The imperiled state of the U.S. labor movement is such that it’s easy for people outside it to forget there remains a spirited competition within its ranks between the AFL-CIO and the breakaway Change To Win federation. As Harold Meyerson explains at TAP today, some CTW prodigals have returned to the larger federation’s fold:
Last Thursday, the United Food and Commercial Workers (UFCW)—the 1.3 million-member union of retail workers, chiefly supermarket employees—announced that it was leaving the breakaway mini-labor federation, Change To Win, and rejoining the AFL-CIO. Of the six unions that left the AFL-CIO in 2005 to form Change To Win—the Service Employees International Union (SEIU), the Teamsters, the UFCW, UNITE HERE, the Laborers, and the United Farm Workers (UFW)—only SEIU, the Teamsters, and the Farm Workers (the last with probably fewer than 10,000 members) remain. Two-point-zero-something unions do not a federation make, but then, Change To Win, despite all its lofty ambitions, never amounted to a federation.

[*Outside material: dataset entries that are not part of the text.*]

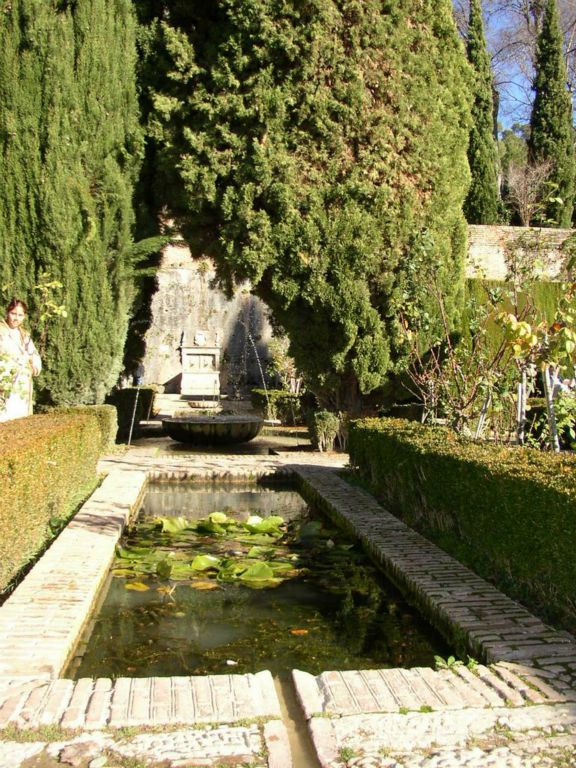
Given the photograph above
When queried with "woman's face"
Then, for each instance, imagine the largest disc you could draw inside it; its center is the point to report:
(15, 317)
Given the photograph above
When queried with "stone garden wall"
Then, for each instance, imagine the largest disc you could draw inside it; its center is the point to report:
(187, 309)
(486, 246)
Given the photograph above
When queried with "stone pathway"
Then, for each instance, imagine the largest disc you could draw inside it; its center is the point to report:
(516, 710)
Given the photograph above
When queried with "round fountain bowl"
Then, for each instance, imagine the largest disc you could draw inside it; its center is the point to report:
(219, 429)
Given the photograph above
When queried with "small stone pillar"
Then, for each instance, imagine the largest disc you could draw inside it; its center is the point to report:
(200, 369)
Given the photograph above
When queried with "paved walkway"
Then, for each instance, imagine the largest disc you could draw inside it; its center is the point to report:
(516, 709)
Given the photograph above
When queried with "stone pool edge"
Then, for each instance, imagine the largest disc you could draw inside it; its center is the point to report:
(530, 663)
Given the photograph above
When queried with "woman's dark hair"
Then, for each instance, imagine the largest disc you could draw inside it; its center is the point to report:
(14, 302)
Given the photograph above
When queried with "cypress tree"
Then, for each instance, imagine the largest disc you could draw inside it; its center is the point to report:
(482, 202)
(551, 135)
(70, 150)
(319, 149)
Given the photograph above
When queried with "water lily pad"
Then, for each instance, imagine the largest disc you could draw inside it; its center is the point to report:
(259, 571)
(122, 572)
(197, 584)
(163, 569)
(204, 562)
(218, 517)
(173, 524)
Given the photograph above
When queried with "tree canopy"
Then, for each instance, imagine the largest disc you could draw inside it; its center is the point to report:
(551, 131)
(482, 205)
(317, 148)
(70, 147)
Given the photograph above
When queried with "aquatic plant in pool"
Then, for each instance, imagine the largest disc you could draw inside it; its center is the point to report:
(241, 592)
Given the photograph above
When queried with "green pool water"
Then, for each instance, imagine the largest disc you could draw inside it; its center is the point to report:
(330, 608)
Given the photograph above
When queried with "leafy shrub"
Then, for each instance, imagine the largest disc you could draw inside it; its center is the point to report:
(324, 429)
(538, 428)
(505, 511)
(278, 404)
(106, 417)
(45, 462)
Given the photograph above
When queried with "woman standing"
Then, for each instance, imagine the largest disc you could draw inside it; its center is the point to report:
(19, 362)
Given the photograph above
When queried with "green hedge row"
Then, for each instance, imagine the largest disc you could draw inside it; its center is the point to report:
(509, 513)
(47, 462)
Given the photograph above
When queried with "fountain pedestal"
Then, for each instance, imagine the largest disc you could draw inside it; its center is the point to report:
(217, 429)
(200, 371)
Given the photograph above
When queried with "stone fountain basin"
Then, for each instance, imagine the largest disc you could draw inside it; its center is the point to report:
(217, 429)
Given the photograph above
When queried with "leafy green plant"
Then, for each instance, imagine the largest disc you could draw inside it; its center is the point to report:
(428, 476)
(324, 427)
(448, 663)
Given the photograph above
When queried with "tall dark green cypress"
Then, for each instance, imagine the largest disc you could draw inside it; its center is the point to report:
(318, 148)
(551, 131)
(483, 201)
(70, 146)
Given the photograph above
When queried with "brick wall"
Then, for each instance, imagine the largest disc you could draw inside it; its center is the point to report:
(486, 246)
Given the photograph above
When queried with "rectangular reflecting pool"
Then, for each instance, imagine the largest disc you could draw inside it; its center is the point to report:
(240, 578)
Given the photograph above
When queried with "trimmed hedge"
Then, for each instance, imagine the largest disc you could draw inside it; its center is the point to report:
(45, 463)
(106, 418)
(507, 512)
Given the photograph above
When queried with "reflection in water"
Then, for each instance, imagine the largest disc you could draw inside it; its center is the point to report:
(338, 613)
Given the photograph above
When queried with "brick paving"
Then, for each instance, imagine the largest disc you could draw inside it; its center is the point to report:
(517, 708)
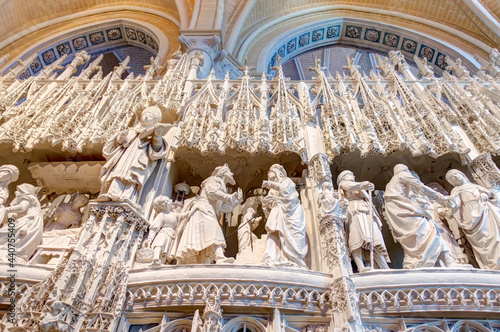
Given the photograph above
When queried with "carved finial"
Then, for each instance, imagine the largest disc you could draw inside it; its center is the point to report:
(245, 69)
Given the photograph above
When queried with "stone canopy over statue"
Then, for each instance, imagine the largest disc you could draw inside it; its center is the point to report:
(130, 158)
(28, 224)
(200, 239)
(286, 223)
(478, 215)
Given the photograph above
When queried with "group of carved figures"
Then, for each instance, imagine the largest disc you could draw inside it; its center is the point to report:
(193, 234)
(420, 217)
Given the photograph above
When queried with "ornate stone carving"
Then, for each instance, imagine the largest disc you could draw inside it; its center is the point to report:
(8, 174)
(411, 224)
(24, 216)
(478, 215)
(202, 212)
(67, 177)
(364, 224)
(131, 157)
(162, 231)
(68, 215)
(286, 223)
(87, 290)
(486, 172)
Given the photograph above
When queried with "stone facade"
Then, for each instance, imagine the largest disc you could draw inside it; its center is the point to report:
(147, 184)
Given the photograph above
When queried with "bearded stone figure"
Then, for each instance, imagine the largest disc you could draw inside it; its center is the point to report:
(8, 174)
(26, 211)
(478, 217)
(412, 225)
(161, 234)
(131, 157)
(363, 222)
(286, 224)
(200, 237)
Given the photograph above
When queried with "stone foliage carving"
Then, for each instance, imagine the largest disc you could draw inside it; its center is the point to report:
(80, 290)
(26, 211)
(8, 174)
(363, 223)
(162, 230)
(67, 177)
(131, 156)
(331, 217)
(68, 215)
(478, 215)
(257, 116)
(433, 209)
(246, 237)
(286, 223)
(202, 213)
(411, 224)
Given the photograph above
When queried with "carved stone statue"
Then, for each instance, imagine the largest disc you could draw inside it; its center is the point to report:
(246, 237)
(68, 215)
(131, 156)
(362, 220)
(446, 225)
(26, 211)
(286, 224)
(411, 223)
(200, 238)
(8, 174)
(330, 204)
(478, 217)
(162, 231)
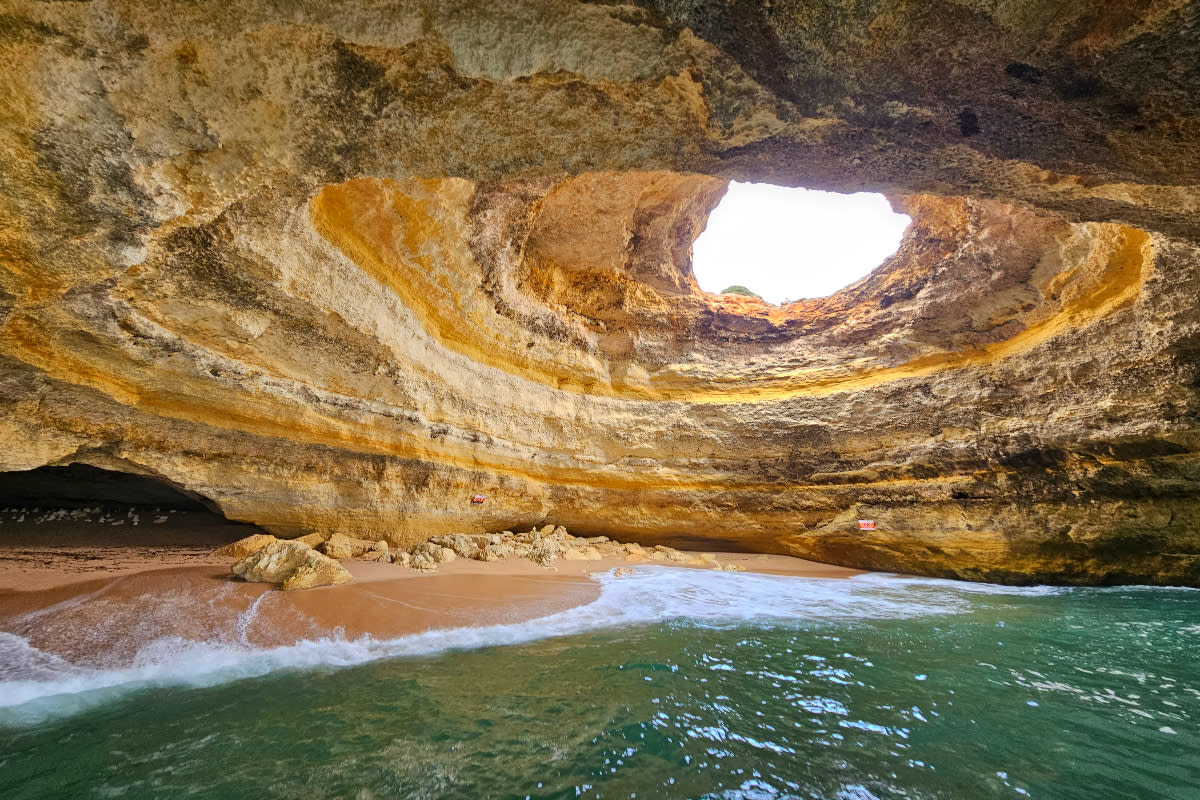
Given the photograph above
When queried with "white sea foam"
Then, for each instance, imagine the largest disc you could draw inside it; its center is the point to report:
(35, 685)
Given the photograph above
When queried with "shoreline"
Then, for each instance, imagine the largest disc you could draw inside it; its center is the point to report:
(96, 605)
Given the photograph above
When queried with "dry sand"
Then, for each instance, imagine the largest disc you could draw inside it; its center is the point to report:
(95, 595)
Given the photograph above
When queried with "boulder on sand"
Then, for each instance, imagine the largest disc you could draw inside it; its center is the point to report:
(293, 565)
(244, 547)
(340, 546)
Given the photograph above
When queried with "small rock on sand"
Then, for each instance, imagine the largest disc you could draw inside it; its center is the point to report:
(293, 565)
(340, 546)
(244, 547)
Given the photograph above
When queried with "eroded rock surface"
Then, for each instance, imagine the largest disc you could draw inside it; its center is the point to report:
(342, 268)
(293, 565)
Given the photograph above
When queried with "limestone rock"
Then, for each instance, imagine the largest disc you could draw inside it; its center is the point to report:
(581, 554)
(271, 259)
(294, 565)
(340, 546)
(312, 540)
(244, 547)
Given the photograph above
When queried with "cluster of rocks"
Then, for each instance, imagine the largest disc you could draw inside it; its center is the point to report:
(543, 546)
(311, 560)
(291, 564)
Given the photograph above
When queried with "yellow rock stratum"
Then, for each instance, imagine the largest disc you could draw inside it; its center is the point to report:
(343, 266)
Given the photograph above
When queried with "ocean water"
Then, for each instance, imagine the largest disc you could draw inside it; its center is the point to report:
(673, 684)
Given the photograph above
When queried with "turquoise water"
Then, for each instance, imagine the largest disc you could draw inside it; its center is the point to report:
(714, 685)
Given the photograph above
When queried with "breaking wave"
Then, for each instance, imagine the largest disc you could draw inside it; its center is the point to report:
(36, 685)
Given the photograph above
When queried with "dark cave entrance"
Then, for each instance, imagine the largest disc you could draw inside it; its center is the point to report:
(83, 505)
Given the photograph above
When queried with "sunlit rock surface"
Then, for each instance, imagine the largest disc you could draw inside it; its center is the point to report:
(341, 266)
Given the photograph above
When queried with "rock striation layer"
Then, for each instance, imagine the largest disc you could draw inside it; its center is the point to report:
(340, 268)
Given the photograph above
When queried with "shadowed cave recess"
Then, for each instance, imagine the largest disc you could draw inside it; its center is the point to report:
(342, 276)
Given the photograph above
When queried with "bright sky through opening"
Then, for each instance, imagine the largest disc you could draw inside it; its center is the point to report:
(790, 244)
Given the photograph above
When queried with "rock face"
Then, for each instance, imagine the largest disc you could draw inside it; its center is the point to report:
(346, 266)
(244, 547)
(293, 565)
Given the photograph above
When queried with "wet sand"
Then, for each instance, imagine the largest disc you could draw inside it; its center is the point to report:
(99, 603)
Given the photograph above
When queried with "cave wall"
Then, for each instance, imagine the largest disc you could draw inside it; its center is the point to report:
(341, 266)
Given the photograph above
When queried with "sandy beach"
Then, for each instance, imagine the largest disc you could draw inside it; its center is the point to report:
(93, 593)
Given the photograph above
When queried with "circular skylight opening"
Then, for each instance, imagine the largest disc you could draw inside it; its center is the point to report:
(790, 244)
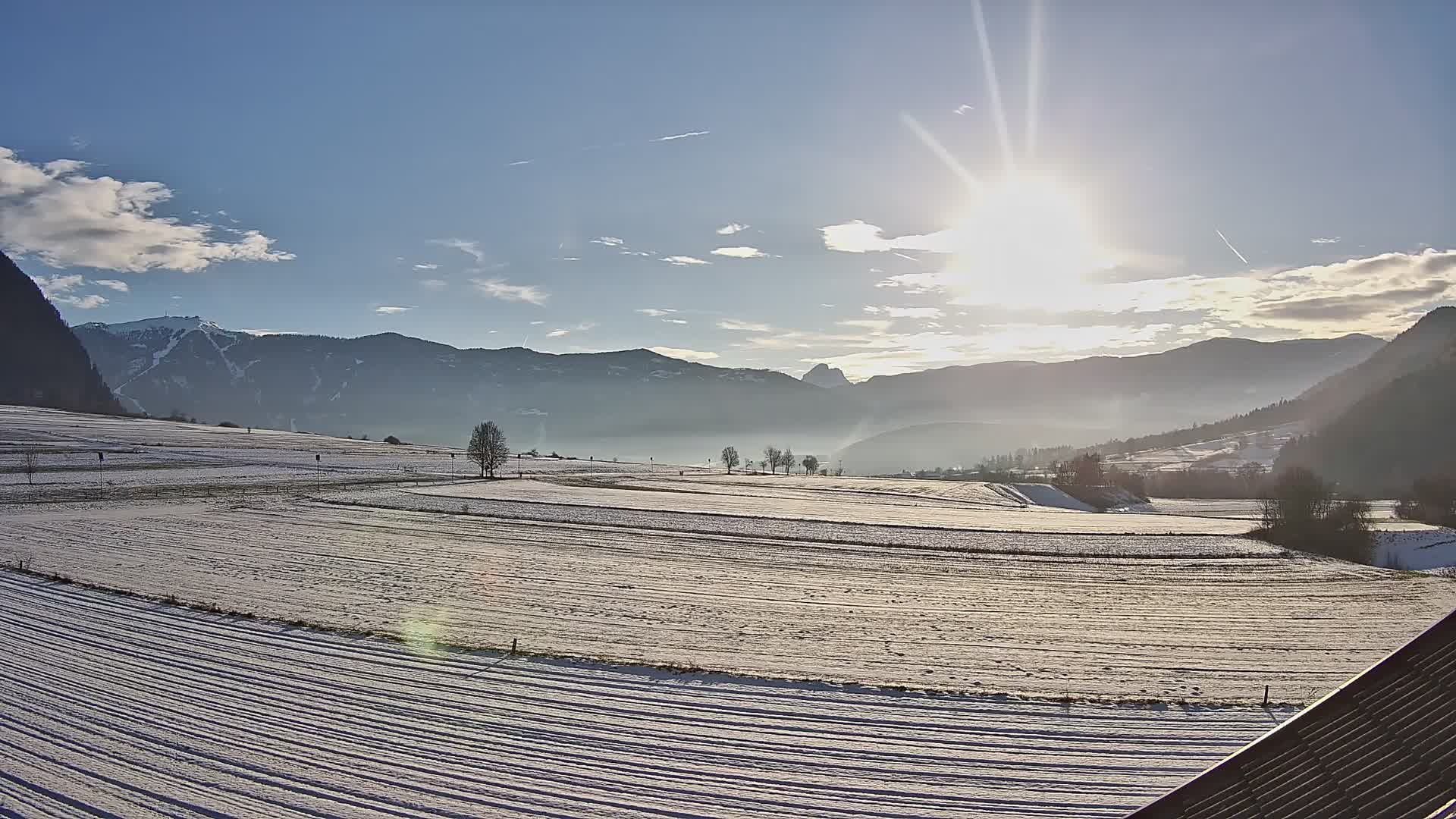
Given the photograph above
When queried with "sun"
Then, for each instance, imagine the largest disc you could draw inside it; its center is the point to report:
(1022, 240)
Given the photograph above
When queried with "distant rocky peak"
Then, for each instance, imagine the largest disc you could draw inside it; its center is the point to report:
(826, 376)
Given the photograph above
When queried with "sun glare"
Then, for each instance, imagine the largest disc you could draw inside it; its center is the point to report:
(1022, 241)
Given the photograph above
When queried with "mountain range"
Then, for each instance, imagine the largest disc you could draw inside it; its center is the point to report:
(1389, 420)
(639, 404)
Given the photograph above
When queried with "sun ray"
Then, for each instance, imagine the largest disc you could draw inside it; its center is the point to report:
(998, 110)
(1033, 76)
(940, 150)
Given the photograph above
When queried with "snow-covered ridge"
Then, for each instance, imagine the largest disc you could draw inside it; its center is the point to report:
(171, 324)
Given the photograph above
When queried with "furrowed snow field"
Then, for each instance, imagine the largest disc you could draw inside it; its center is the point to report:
(896, 646)
(1078, 615)
(123, 707)
(835, 507)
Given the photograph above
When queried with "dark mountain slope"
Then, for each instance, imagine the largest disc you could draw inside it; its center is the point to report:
(41, 362)
(1424, 344)
(1401, 423)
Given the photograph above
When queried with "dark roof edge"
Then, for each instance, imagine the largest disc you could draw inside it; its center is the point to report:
(1152, 808)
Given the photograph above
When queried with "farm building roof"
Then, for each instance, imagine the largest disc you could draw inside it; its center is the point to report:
(1381, 745)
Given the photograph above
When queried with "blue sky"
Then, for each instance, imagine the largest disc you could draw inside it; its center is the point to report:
(490, 177)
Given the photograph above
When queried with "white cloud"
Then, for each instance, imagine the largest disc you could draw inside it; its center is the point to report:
(57, 284)
(743, 325)
(861, 238)
(878, 325)
(913, 283)
(67, 219)
(506, 292)
(58, 290)
(463, 245)
(680, 136)
(913, 312)
(685, 354)
(582, 327)
(82, 302)
(1383, 293)
(740, 253)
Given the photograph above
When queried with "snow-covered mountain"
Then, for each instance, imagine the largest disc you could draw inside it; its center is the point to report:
(637, 403)
(417, 390)
(826, 376)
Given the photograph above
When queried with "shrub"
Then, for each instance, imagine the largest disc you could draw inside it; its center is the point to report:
(1432, 500)
(1301, 512)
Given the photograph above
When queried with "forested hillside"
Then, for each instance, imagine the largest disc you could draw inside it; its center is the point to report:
(41, 362)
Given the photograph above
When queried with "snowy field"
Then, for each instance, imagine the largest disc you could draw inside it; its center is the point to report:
(111, 706)
(894, 648)
(162, 458)
(1090, 615)
(792, 503)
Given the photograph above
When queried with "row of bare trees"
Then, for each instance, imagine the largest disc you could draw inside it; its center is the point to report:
(772, 460)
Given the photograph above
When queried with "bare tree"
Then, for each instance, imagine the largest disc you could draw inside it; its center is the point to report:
(770, 457)
(487, 447)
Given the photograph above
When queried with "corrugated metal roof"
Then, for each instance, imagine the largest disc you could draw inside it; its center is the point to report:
(1381, 745)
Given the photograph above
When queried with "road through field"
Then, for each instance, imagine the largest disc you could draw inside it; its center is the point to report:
(123, 707)
(1106, 617)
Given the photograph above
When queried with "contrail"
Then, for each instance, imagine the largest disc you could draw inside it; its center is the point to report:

Meyerson goes on to argue that CTW’s hope to represent a strategic breakthrough in organizing methods never reached fruition:
Change To Win quickly discovered that the same impediments to organizing that had made it nearly impossible to unionize private-sector workers when its member unions had belonged to the AFL-CIO were still very much in place now that they belonged to the new federation. A series of innovative campaigns to encircle Wal-Mart by organizing its supply chain ran up against a host of obstacles: the port truck drivers who brought Chinese imports to Wal-Mart’s warehouses were classified as independent contractors rather than employees; the hundreds of thousands of workers who staffed those warehouses, and those of other major retail outlets, were employed by a revolving door of temp agencies. Despite highly inventive legal and organizing strategies, the efforts to unionize these workers failed. The synergistic campaigns of multiple Change To Win unions to organize whole industries never got off the ground. Indeed, the campaigns waged under the Change To Win banner were the same campaigns that its member unions had been waging before the new federation formed, albeit now steered by strategists from a multitude of unions. Nor did forming Change To Win do much to remedy the structural weaknesses of some of its member unions—weak locals, inadequately resourced organizing—or the tendency of nearly all unions, whether in Change To Win or the AFL-CIO, to pursue new members in the public sector, where labor law was more favorable to organizing.
And so, says Meyerson, with the UFCW committed to a major new organizing campaign, the advantage of going back to the big federation prevailed:
the UFCW, like the Laborers and UNITE HERE, have recognized that whatever the reasons, real and ostensible, for leaving in 2005, the reasons to return are more compelling. Indeed, with labor embarking on major and costly campaigns, like Working America or SEIU’s current effort to organize fast-food workers, that won’t likely result in more dues-paying members, the logic of existing unions banding together to fund such efforts is more compelling than ever.
Readers more familiar with the internal dynamics of the labor movement are encouraged to chip in with comments agreeing with or rejecting Meyerson’s take–if any such folk are engaged late on an August afternoon.